JPG is also not well suited to files that need to go through several edits before they will be used. Every time the image is decompressed and recompressed, some degree of image quality will usually be lost. This can be particularly prominent if the image is shifted or cropped, or if encoding parameters are changed. To prevent this from happening, when you receive any JPG file that is being modified or is likely to be modified in the future, the first to do is to save it in a lossless format such as TIFF with no compression and export a copy as JPG for editing.

Advantages of JPG

The JPG file format has been around for a long time and is almost universal today, which means JPG files can be opened and viewed in almost all image viewing applications.

JPG is compatible with all printers, so you can print files directly from the viewing application without the need to make any changes to its format.

The JPG format is also compatible with almost all photo editing software, though the files often need to be saved to another format to save the alterations.

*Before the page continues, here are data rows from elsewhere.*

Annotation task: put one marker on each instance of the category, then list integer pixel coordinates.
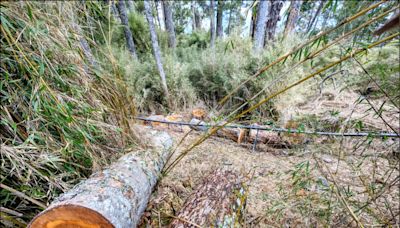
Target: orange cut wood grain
(65, 216)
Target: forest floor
(306, 185)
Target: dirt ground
(327, 181)
(274, 198)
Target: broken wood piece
(114, 197)
(218, 202)
(266, 137)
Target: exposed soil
(315, 184)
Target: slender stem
(345, 21)
(215, 129)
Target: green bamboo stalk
(314, 54)
(345, 21)
(215, 129)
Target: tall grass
(61, 119)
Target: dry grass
(61, 119)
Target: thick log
(114, 197)
(218, 202)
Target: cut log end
(70, 216)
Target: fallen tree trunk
(114, 197)
(218, 202)
(240, 135)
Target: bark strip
(218, 202)
(114, 197)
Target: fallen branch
(218, 202)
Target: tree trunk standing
(220, 10)
(212, 23)
(228, 31)
(113, 9)
(293, 17)
(259, 33)
(160, 21)
(310, 24)
(127, 30)
(253, 25)
(273, 18)
(218, 202)
(156, 48)
(114, 197)
(169, 24)
(130, 5)
(196, 18)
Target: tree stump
(114, 197)
(218, 202)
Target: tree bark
(253, 25)
(228, 31)
(113, 9)
(169, 24)
(310, 24)
(273, 18)
(293, 17)
(196, 18)
(128, 34)
(259, 33)
(156, 48)
(212, 24)
(220, 10)
(218, 202)
(114, 197)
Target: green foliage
(59, 119)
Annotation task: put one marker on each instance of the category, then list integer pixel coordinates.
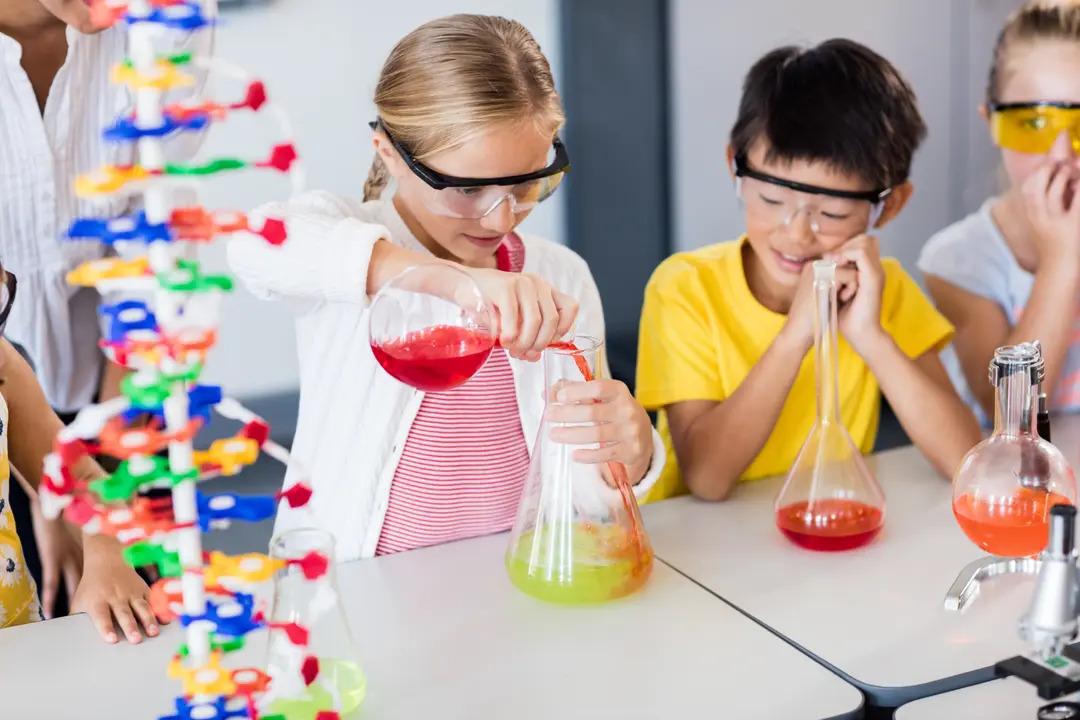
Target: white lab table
(875, 613)
(442, 633)
(998, 700)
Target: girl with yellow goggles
(1034, 126)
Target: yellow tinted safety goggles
(1035, 126)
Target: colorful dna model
(161, 328)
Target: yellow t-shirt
(702, 330)
(18, 594)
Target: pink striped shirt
(466, 458)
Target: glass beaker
(831, 500)
(323, 674)
(578, 537)
(1007, 484)
(430, 327)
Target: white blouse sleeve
(591, 322)
(324, 258)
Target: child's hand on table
(112, 592)
(61, 558)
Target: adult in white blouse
(55, 98)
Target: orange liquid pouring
(617, 469)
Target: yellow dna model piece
(230, 454)
(247, 568)
(108, 179)
(208, 679)
(164, 77)
(89, 274)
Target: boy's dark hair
(839, 103)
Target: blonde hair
(1038, 19)
(449, 80)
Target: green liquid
(345, 677)
(602, 570)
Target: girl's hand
(1052, 209)
(61, 558)
(111, 592)
(531, 313)
(615, 421)
(860, 298)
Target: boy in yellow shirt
(821, 152)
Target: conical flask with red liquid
(431, 328)
(831, 500)
(1007, 484)
(578, 537)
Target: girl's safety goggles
(1034, 126)
(475, 198)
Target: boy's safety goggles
(833, 213)
(476, 198)
(1034, 126)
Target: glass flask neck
(577, 360)
(1014, 410)
(825, 342)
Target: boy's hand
(1052, 209)
(617, 422)
(860, 299)
(111, 592)
(798, 328)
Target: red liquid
(435, 358)
(1013, 527)
(829, 525)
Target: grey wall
(943, 46)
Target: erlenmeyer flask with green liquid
(322, 675)
(578, 537)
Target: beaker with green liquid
(578, 537)
(323, 674)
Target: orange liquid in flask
(1012, 527)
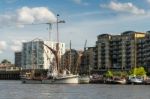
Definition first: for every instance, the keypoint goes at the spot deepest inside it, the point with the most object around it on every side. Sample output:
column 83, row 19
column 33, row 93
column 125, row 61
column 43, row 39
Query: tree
column 109, row 74
column 5, row 61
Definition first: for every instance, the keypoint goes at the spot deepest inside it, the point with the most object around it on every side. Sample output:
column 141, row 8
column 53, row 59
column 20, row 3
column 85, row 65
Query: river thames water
column 16, row 90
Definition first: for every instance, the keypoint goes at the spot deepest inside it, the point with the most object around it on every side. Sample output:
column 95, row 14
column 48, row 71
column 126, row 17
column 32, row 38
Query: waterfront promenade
column 16, row 90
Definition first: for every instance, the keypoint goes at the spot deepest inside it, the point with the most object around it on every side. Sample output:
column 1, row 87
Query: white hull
column 84, row 79
column 31, row 81
column 136, row 80
column 72, row 79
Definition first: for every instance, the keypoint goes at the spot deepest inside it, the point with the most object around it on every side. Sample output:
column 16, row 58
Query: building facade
column 18, row 59
column 35, row 55
column 124, row 51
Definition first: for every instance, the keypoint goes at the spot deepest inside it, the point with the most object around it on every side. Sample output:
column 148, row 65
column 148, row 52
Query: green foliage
column 5, row 61
column 120, row 73
column 138, row 71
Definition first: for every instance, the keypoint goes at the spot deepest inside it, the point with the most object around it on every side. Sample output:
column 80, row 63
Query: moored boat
column 136, row 80
column 119, row 81
column 85, row 79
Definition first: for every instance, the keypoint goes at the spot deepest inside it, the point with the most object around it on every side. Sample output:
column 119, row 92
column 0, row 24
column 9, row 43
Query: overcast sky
column 85, row 20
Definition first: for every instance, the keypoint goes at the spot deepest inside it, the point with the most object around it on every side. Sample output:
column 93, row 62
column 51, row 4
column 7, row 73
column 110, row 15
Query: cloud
column 11, row 1
column 80, row 2
column 3, row 46
column 124, row 7
column 27, row 15
column 148, row 1
column 16, row 45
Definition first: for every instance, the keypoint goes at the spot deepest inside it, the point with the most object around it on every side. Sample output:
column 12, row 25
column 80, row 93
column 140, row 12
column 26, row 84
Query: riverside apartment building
column 124, row 51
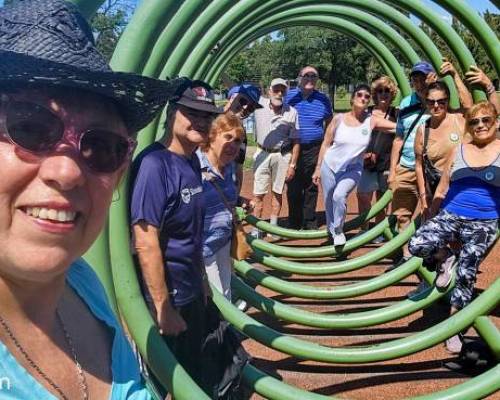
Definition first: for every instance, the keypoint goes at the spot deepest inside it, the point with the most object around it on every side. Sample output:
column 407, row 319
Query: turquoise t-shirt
column 408, row 112
column 16, row 383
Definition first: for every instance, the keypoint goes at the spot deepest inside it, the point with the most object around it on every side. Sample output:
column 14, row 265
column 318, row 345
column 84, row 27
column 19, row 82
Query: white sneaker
column 339, row 239
column 422, row 286
column 445, row 273
column 454, row 344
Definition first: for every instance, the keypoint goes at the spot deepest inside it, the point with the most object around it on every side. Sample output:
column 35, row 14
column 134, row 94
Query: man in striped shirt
column 315, row 113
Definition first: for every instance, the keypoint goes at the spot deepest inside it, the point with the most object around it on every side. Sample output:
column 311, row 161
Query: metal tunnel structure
column 166, row 38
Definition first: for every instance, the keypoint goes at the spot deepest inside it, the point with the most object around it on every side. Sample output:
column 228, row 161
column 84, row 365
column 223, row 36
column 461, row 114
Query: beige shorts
column 269, row 168
column 405, row 196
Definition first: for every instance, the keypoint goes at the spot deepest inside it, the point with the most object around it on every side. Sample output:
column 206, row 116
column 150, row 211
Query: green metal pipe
column 490, row 333
column 136, row 314
column 452, row 39
column 376, row 7
column 353, row 320
column 364, row 19
column 478, row 26
column 397, row 348
column 371, row 42
column 323, row 251
column 354, row 223
column 381, row 281
column 337, row 267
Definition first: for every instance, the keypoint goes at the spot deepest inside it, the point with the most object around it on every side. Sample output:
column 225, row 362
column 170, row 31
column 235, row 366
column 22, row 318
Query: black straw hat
column 48, row 42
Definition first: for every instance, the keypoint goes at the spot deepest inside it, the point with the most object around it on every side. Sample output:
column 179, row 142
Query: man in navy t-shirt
column 315, row 113
column 167, row 215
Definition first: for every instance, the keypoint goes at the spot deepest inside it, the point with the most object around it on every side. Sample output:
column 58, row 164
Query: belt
column 310, row 144
column 268, row 150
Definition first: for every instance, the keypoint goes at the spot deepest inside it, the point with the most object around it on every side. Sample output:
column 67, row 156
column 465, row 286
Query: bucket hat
column 48, row 42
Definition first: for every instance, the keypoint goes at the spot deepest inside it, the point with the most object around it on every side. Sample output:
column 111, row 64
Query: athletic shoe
column 422, row 286
column 339, row 239
column 454, row 344
column 445, row 273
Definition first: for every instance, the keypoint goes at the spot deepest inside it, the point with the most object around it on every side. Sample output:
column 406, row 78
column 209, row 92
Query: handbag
column 223, row 358
column 240, row 249
column 432, row 175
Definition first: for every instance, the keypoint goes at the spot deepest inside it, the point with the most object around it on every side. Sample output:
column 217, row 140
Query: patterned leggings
column 476, row 237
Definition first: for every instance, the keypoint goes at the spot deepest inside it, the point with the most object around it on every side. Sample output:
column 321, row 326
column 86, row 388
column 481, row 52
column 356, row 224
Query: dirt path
column 417, row 374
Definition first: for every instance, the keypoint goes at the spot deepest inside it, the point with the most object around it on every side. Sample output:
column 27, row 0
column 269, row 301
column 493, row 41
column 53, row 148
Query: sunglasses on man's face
column 362, row 95
column 38, row 130
column 487, row 121
column 439, row 102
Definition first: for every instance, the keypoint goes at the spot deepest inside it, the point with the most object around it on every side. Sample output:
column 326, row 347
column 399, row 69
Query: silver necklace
column 81, row 377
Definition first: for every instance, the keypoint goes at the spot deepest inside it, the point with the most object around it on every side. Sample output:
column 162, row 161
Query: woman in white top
column 340, row 160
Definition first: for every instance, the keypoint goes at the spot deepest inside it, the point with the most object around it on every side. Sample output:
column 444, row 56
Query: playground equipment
column 198, row 38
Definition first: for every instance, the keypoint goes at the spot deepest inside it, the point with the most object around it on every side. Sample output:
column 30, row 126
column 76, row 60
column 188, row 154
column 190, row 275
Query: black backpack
column 223, row 358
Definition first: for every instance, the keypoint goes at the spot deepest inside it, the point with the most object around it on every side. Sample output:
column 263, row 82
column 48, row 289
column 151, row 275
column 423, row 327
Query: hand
column 447, row 68
column 207, row 290
column 476, row 76
column 170, row 322
column 290, row 173
column 430, row 78
column 316, row 177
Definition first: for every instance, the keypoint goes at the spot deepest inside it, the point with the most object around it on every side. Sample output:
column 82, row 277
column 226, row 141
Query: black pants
column 302, row 194
column 186, row 347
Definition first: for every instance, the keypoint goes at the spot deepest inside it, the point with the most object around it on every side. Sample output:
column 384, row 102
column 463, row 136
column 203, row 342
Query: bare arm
column 397, row 145
column 444, row 184
column 464, row 95
column 419, row 169
column 327, row 142
column 475, row 76
column 152, row 267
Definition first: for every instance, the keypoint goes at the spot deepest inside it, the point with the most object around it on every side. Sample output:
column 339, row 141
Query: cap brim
column 139, row 98
column 195, row 105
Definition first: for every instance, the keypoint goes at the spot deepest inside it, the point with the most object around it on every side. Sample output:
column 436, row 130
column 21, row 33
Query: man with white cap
column 277, row 134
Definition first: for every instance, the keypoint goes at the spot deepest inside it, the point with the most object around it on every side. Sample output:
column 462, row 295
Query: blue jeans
column 336, row 188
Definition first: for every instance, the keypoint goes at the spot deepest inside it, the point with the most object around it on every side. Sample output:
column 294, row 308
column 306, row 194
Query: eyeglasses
column 440, row 102
column 37, row 130
column 309, row 76
column 362, row 95
column 476, row 121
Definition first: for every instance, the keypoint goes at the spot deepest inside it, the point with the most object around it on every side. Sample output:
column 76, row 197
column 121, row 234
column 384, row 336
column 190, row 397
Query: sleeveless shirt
column 474, row 192
column 349, row 145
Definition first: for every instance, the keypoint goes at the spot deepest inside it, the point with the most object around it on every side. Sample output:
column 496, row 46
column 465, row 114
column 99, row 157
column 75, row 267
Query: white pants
column 218, row 268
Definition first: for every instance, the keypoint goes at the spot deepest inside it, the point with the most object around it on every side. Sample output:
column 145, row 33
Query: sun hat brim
column 139, row 98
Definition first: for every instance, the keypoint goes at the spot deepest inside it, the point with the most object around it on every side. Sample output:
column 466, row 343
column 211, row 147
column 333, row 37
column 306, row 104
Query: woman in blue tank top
column 467, row 204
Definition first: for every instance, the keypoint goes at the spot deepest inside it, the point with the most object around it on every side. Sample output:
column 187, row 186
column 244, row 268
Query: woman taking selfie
column 467, row 204
column 66, row 126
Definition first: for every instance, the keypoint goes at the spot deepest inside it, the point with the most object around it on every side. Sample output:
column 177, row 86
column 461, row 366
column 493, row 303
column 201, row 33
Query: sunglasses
column 309, row 76
column 37, row 130
column 485, row 120
column 440, row 102
column 365, row 96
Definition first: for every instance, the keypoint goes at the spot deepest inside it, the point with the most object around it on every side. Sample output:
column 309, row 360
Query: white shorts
column 269, row 167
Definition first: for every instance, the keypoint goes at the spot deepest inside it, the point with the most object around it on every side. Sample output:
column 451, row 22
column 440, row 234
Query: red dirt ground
column 418, row 374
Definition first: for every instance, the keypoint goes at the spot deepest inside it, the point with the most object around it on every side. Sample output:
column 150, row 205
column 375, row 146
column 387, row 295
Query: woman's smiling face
column 52, row 206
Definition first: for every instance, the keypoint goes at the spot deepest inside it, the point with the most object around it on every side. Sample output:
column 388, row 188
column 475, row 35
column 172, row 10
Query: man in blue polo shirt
column 315, row 113
column 167, row 215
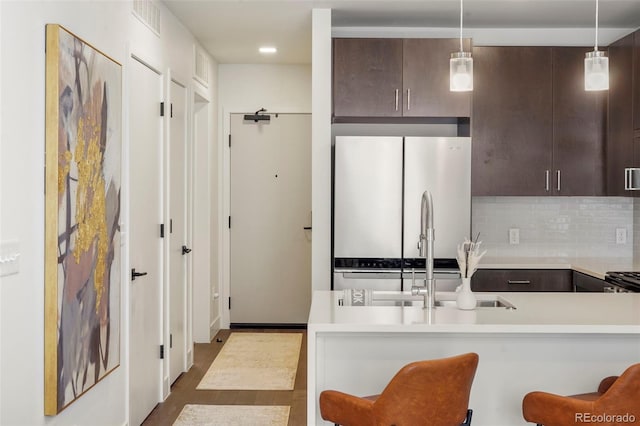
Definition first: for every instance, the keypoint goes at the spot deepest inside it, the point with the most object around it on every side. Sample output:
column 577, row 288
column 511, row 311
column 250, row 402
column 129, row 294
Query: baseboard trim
column 238, row 325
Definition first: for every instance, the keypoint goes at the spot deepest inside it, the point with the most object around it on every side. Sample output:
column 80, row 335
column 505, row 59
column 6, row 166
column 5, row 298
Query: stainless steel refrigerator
column 378, row 185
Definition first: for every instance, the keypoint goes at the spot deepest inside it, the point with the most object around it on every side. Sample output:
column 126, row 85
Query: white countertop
column 611, row 313
column 596, row 267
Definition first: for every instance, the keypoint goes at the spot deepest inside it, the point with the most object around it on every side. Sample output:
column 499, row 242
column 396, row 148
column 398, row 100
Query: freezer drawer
column 442, row 166
column 368, row 197
column 370, row 280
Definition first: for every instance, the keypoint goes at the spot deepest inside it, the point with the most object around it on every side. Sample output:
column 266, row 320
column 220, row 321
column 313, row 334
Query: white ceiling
column 232, row 30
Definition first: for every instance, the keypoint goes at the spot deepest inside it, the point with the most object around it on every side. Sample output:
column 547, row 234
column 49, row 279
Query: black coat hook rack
column 257, row 116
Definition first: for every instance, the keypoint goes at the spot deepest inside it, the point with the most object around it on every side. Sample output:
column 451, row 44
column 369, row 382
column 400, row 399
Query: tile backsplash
column 557, row 226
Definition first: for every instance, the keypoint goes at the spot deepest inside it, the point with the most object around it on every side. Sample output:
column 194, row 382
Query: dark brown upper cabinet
column 579, row 127
column 367, row 77
column 620, row 146
column 395, row 78
column 535, row 130
column 425, row 79
column 512, row 129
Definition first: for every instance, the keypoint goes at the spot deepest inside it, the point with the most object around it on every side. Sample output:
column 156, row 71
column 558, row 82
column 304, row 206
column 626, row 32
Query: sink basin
column 353, row 297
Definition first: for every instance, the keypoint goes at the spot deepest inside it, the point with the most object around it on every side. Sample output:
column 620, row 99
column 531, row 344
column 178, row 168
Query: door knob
column 135, row 274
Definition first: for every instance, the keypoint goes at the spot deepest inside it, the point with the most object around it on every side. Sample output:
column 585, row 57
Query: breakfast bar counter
column 557, row 342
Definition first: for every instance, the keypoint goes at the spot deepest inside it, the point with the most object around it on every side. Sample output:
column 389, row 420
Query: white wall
column 321, row 267
column 110, row 26
column 247, row 88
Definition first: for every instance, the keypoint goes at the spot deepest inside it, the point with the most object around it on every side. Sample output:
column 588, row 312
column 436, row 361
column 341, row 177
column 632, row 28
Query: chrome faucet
column 425, row 247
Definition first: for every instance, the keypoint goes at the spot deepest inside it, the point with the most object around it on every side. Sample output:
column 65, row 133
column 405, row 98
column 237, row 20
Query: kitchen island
column 557, row 342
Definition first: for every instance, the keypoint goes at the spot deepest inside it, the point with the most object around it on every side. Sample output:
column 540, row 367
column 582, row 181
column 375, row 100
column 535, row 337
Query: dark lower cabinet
column 522, row 280
column 584, row 283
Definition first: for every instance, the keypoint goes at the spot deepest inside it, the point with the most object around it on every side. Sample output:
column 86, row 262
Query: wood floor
column 184, row 390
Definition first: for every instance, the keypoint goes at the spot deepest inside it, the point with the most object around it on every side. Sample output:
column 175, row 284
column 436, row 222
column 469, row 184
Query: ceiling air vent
column 201, row 66
column 149, row 13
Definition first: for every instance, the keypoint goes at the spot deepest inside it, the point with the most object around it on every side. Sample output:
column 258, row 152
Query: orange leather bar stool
column 617, row 402
column 424, row 393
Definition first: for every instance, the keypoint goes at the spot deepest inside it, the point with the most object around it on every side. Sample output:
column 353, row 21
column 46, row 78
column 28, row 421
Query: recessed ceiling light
column 268, row 49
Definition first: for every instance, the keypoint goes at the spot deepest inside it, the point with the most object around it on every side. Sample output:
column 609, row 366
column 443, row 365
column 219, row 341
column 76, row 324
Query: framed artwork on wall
column 82, row 217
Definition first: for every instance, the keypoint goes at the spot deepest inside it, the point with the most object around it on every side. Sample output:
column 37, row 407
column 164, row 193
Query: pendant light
column 596, row 66
column 461, row 66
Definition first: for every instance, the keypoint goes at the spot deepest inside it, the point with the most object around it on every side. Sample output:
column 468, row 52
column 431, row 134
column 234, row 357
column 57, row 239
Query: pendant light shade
column 461, row 72
column 596, row 71
column 461, row 66
column 596, row 66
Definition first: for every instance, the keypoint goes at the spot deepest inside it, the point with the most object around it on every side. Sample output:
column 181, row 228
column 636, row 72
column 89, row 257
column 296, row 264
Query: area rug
column 233, row 415
column 255, row 361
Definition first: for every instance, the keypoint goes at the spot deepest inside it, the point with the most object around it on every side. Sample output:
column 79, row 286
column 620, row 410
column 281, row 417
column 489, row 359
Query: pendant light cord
column 596, row 42
column 461, row 6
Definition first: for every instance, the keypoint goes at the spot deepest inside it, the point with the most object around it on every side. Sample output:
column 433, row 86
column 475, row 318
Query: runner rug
column 255, row 361
column 233, row 415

JPG is often set as the default file format for digital cameras to enable them to take pictures quickly

Cameras and other devices store JPG images very quickly. This feature makes it possible for you to capture fast moving action clearly with a JPG image.

JPG files are compressed, which means a JPG image will be smaller than pictures taken in another format, making them easier to store and more convenient to email.

All of these advantages have made JPG one of the preferred default file formats for images used on the internet.